Les peintres hollandais, nous l’avons noté, n’exposaient que vingt-cinq œuvres, à eux six, et elles les représentaient mal. Toorop était absent. Weyand montrait trois œuvres, dont seulement deux étaient nouvelles, la troisième n’étant qu’une gravure de "la Mise au tombeau", un sujet dont, au mois de décembre précédent, on avait déjà vu la grande toile et un dessin. Pour ten Holt, la situation était pire puisque les deux œuvres exposées étaient celles déjà montrées un mois auparavant. Mattheus Lau se contentait aussi de montrer deux œuvres déjà vues. En fin de compte, s’il n’y avait eu des œuvres de Kickert, la peinture néerlandaise moderne se serait résumée à trois natures mortes de Verhoeven, et à sept œuvres de Petrus Alma des années 13, 14 et 15, dont trois natures mortes, un paysage, un portrait de femme. Kickert exposait huit œuvres, une nature morte de 1915 et sept paysages bretons.
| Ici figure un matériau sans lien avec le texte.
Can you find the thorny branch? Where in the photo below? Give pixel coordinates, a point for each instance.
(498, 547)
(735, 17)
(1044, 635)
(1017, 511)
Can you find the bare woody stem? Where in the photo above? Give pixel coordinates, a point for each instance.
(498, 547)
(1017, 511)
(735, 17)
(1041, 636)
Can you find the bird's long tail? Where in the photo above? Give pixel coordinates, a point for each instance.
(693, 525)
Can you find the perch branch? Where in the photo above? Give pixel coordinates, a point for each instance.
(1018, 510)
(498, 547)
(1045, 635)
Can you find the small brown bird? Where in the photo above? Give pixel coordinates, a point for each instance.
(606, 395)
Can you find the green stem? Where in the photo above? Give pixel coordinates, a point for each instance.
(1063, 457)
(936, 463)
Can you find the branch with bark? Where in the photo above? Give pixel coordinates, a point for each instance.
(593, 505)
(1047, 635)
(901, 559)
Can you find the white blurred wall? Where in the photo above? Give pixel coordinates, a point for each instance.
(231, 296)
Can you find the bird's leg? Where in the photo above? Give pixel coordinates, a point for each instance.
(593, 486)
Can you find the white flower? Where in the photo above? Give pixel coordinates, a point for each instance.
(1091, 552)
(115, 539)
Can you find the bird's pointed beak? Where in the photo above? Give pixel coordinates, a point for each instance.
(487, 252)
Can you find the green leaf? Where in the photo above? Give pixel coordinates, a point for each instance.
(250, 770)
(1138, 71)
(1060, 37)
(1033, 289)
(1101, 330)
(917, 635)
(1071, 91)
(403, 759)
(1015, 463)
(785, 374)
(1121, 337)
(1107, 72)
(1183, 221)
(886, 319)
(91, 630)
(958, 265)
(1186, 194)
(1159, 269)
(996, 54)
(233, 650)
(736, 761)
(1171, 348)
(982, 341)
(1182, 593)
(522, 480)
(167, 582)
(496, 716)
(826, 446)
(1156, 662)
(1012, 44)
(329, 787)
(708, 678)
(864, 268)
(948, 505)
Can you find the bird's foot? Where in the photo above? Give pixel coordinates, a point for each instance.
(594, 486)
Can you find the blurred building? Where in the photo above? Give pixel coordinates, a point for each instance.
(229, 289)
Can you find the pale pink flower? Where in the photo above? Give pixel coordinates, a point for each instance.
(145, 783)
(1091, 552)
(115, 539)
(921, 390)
Encore ces derniers se décomposaient-ils en deux esquisses et deux toiles de 1913, une esquisse de 1914 et, de cette même année, deux toiles qui ne pouvaient être que des répliques ou des évocations a posteriori de Ploumanac’h.

(1) : Trois paysages de Ploumanac’h et trois dessins.
(2) : Une composition, deux figures, un nu et un paysage.
(3) : Un nu et sept dessins.
(4) : Trois nus, deux paysages et deux dessins.
(5) : Trois nus, deux paysages et deux dessins.Pour le seul emballage, Robinot factura à CK, le 5 février 1916, la somme de 236 F, soit 700 €.
(6) : Archives Gard-Kickert.
(7) : Lettre de Marcel Gromaire à CK datée du 23 décembre 1916, du 189 rue de Vaugirard, Paris XV° (archives Gard-Kickert).
(8) : L’Ecole de Paris (qui n’était pas encore baptisée ainsi) dont les membres n’étaient pas concernés par le conflit.
(9) : Beaucoup s’interrogeaient et certains sans indulgence, sur le fait que Le Fauconnier, séjournant en Hollande, échappait au conflit. Il passait tous les ans devant une commission médicale néerlandaise qui confirmait son inaptitude au combat. Cela ne suffisait pas pour ceux qui pensaient que les médecins français eussent été plus stricts ou moins complaisants.